Toplumun kesimlerinin birbirine bu denli kırgın olduğu bir dönemde, Orta Doğu'nun kaosuna şu veya bu sebeple, şu veya bu elle adım adım yaklaşıyor olduğumuz gerçeği, maalesef, toplum mühendislerimizin gerekli erken teşhisi koyamaması sebebiyle ilaçla tedavi edilmekten çok uzak. Toplumun sinir uçlarından başlayıp bütün mevcudiyetine yayılan; zamanında, yanlış müdahaleler ve gereksiz antibiyotiklerle azdırılmış olan bu illet Türkiyeyi bir ateş çemberinin içinde eritmeden önce tek çare, öyle sanıyorum ki, köklü ve ağır; bir o kadar tehlikeli bir ameliyat. Durumun bu denli kritikleştiği bir safhada, toplumsal algılarda, reset atılmasından çok formata ihtiyaç olduğu çok açık. Artık bir yerlerde bazı şeyleri birlikte yapabilme kültürünü kaybetmiş olmamız, ileride en iyi ihtimalle çocuklarımızın sudan sebeplerle kavga ederek mahalle maçı kadrosu kuramamasıyla sonuçlanacak. Köylerin, şehirlerin yakılıp yıkıldığı, bedenlerden çok vicdanların delik deşik edildiği, yurt genelinde bir akli kuduz salgınının baş gösterdiği senaryodan söz etmiyorum bile. Artık adım atma zamanı!
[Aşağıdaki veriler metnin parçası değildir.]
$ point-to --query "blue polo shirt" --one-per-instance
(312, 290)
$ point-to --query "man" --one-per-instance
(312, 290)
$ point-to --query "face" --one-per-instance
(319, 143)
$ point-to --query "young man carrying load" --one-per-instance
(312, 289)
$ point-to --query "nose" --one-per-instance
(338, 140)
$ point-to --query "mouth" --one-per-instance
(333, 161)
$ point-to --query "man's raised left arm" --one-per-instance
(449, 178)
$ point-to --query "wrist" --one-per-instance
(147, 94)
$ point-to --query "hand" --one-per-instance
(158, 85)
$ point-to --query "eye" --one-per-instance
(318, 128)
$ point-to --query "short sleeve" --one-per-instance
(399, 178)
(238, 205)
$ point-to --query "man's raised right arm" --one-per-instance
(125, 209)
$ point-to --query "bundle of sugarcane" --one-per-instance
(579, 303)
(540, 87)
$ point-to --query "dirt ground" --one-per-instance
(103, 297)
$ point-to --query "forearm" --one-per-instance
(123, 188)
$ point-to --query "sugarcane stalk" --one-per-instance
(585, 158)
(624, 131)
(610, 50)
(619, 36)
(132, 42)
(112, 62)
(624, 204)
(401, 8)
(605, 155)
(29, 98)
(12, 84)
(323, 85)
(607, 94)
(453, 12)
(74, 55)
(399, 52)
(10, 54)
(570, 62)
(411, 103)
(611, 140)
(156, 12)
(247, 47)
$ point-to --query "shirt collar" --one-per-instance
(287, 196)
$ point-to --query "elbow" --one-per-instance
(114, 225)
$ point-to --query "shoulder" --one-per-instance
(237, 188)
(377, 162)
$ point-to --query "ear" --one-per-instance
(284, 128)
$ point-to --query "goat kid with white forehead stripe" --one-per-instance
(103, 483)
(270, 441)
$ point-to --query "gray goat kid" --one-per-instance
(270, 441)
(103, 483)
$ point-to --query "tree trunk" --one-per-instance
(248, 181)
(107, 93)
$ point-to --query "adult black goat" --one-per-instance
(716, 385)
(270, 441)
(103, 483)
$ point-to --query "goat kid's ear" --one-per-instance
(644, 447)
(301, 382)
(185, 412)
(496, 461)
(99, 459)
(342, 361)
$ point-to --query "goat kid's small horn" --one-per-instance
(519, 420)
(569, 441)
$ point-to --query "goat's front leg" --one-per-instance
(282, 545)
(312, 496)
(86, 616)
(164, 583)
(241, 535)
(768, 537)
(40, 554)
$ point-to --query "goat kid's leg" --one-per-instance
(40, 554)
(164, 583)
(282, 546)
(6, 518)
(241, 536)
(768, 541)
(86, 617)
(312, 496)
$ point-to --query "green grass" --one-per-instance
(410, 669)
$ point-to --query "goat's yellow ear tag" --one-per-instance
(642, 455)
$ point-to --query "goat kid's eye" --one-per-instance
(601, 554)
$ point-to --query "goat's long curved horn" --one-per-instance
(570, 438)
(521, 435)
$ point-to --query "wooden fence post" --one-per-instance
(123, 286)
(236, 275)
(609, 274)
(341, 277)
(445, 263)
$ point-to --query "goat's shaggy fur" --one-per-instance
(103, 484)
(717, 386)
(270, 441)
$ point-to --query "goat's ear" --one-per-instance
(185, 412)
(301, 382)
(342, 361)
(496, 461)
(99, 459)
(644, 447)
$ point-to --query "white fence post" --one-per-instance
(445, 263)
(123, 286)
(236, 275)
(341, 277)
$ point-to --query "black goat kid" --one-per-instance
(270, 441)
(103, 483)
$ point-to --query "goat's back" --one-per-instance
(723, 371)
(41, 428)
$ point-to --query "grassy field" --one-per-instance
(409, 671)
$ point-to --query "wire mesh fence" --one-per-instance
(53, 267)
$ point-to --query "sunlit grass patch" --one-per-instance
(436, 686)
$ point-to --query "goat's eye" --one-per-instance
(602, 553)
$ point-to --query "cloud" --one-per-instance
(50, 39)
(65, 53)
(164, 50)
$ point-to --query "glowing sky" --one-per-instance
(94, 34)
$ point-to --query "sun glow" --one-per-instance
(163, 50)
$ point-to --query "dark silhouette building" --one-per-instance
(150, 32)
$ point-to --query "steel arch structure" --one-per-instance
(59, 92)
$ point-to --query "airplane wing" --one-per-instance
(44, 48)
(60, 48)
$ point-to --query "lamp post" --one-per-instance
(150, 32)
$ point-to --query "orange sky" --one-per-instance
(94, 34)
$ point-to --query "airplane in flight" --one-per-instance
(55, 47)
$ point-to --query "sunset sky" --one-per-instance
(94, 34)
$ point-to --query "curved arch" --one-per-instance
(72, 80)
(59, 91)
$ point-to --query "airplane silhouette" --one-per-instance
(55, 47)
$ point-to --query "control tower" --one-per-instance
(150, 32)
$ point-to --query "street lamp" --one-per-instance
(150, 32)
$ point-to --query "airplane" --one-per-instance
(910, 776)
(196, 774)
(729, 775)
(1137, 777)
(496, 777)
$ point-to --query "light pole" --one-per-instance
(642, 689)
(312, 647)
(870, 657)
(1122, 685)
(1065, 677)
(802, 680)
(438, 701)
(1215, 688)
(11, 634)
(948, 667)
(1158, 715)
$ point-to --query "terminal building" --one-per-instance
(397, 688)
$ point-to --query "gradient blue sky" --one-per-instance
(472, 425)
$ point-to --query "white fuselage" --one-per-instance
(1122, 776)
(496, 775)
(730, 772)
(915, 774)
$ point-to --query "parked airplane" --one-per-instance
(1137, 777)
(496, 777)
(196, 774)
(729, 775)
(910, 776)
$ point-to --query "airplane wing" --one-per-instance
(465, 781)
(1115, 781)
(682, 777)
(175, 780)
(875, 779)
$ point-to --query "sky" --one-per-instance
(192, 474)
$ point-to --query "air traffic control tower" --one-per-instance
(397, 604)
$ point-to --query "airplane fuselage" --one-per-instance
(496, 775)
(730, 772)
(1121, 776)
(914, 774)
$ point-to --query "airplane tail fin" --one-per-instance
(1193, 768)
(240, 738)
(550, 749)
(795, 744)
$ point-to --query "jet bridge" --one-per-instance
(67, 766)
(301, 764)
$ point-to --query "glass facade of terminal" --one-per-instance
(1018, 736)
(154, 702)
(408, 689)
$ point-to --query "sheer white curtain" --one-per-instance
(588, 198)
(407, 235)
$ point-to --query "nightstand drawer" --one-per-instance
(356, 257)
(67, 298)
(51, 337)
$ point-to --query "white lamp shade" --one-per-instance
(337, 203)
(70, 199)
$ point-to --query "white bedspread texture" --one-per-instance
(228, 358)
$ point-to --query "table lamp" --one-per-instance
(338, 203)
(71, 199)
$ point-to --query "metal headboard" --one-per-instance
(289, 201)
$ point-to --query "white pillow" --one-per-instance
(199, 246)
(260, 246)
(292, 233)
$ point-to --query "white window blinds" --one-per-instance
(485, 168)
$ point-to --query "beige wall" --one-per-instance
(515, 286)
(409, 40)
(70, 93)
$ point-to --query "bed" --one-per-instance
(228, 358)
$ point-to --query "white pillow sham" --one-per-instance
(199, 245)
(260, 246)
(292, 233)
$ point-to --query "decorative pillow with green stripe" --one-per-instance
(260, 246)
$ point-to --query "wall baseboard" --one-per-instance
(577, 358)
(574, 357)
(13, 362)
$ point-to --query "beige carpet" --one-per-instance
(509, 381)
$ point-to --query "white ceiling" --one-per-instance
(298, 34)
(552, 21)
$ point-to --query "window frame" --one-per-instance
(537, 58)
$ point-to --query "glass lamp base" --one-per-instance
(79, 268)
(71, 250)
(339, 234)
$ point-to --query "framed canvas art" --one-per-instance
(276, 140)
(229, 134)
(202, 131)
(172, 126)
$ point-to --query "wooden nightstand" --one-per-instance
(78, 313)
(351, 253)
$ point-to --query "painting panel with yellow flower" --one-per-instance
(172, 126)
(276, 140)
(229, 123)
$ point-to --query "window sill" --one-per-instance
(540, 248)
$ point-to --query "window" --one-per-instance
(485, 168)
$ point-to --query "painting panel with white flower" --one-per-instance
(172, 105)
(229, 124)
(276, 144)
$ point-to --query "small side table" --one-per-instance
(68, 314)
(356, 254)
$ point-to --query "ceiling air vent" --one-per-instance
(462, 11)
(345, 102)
Bütün kanaat önderlerinin, toplumda azıcık nazı olan bütün kimselerin, üzerlerine düşen sorumluluğu yerine getirerek toplumumuza, aynı vücudun parçaları olduğumuzu hatırlatması, şahsi kaygılarından ötürü beyne suikast girişiminde bulunmak isteyen ciğerler bizi öldürmeden bu kötü gidişata son diyebilmek için gereken ivmeyi bize kazandırabilir. Aksi halde kendimizi kürek sesleri eşliğinde aynı kabre gömülürken buluruz. Duyacağımız son sesin de ''1984 kere maşallah'' olacağından hiç şüphem yok...
*Bu yazı 13 Mart 2016'da, Ankara Güvenpark'ta 2'si saldırgan toplam 38 kişinin hayatını kaybettiği, 19'u ağır 125 kişinin yaralandığı hazin patlama sonrası yazılmıştır.